The Indian currency has slowly started to recover from the battering it took last year and has reached a seven month high of 68.53 to the US dollar due to many reasons, this year. The in-flux of large scale foreign investments into equities has helped the currency stabilize at a fast pace. Foreign investors bought in a net of $3.3 Billion of shares through March 18th, which accounted for even more than half of the total $5.6 Billion of in-flows year-to-date. It gained a good 1.8% compared to the degradation of 8.46% in 2018 and has gained a place among the best performing currencies in emerging markets this year.
The sudden turnaround of Rupee has likely resulted due to growing optimizing of Prime Minister Narendra Modi’s party, Bharatiya Janta Party, winning this year’s election. And this rising belief has resulted in the inflow of over $2.4 billion into equities this month, taking the net foreign inflow to $4.7 billion this year. Though many experts doubt that this sudden rise will continue at an even pace as for now, the rise is mainly due to the growing optimizing and the weakness in the US currency this year.

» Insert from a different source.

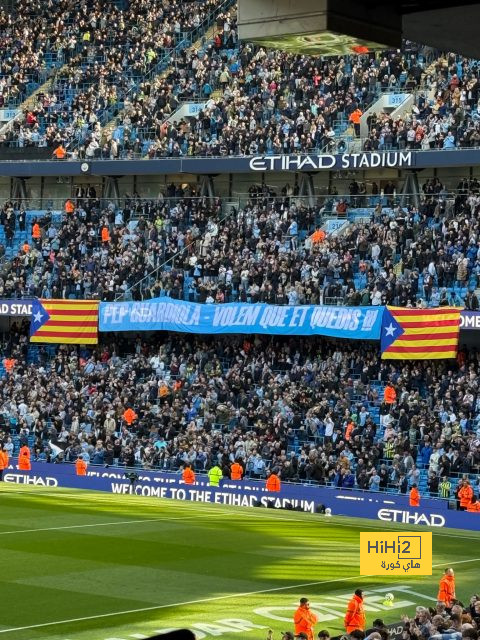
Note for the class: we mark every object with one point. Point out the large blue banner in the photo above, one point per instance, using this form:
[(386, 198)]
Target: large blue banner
[(248, 493), (167, 314)]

In the coming weeks the Rupee may still continue to grow but its long growth at the current rate seems to not be plausible as due to the coming elections the currency rises and falls as well as the equities but the current growth may remain for some more time as it’s getting backed by a strong foreign investment. The stability in the rate of Crude oil has further strengthened the growth of the Indian currency for now.
In case of a best scenario, the Rupee may stabilise at around 68.70 to 68.40 levels. But the sudden rise has also had many of the experts concerned as the uncertainty in currency rates cause trouble to both the importers as well as the exporters.
As of now, the industrial sector is hoping for the Rupee to stabilise at around 70 to a dollar so that the consistency may maintain again.